No. 21 from the series La Grande Guerre .

The River Yser formed a natural obstacle to the German advance and the Belgians made strategic use of the surrounding land, which contained a network of drainage canals. Opening the Yser’s sluice gates caused serious flooding and damage, but it forced the German army to retreat and established the line of the Western Front. Belgium also sabotaged its railway network, disrupting the transportation of German supplies and reinforcements. These acts allowed the Belgians to retrain a small sliver of their own territory. Thwarted by the impossible conditions, German forces concentrated their efforts on Ypres, where fighting continued until November.

Both image and text celebrate the victory in the great disorder of retreating German soldiers. Lines and almost abstracted forms convey wind, speed and chaos. Dead or dying men lie in the path of a field gun’s wheel; horses’ ears are pressed back in fear. The text describes how the fleeing Germans abandoned submerged equipment and wounded soldiers. This ‘fact’ is repeated on no. 17 and no. 25 , and follows the lead of the French press, which implied the character of German soldiers was so inherently base they acted with cruelty even toward their own.

The French caption with English translation:

Après plusieurs combats en Belgique, les alliés forcerent les Allemandes à battre en retraite sur plusieurs points. Notamment entre Nieuport et Middleberghe. Les alliés poursuivent l’ennemi sans relâche, les Allemandes se virent obligés de fuir devant l’énergique offensive de ceux-ci. La retraite de l’armée allemande fut très difficile, elle se passa dans un grand désordre, sous une trombe de fer dans des terrains inondés où leurs cannons s’embourbaient, ils abandonnèrent matériel et blessés. (Du 23 au 28 Octobre 1914.)
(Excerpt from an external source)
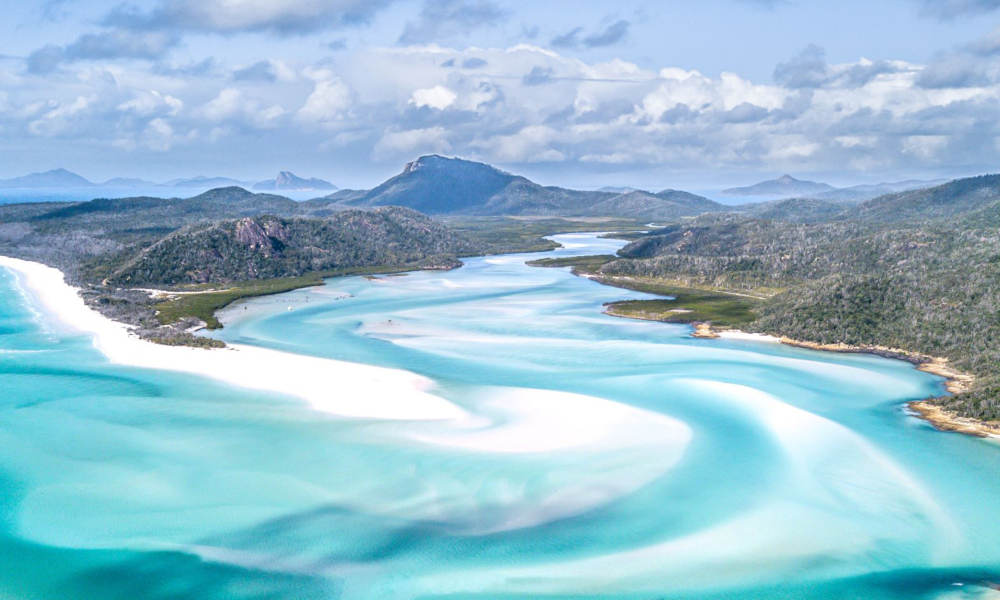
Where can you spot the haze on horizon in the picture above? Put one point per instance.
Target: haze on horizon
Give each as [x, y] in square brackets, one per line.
[642, 93]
The Retreat. In various locations the Germans have retreated
After several battles in Belgium, the Allies forced the Germans to retreat on several points, especially between Nieuwpoort and Middleberghe. Allies pursue the enemy relentlessly; the Germans were seen to flee from this energetic offensive. The German army’s retreat was very difficult, they fell about in great disorder in a whirlwind of iron, in flooded areas where their canons were getting stuck, and they abandoned equipment and wounded men. (From 23 to 28 October 1914).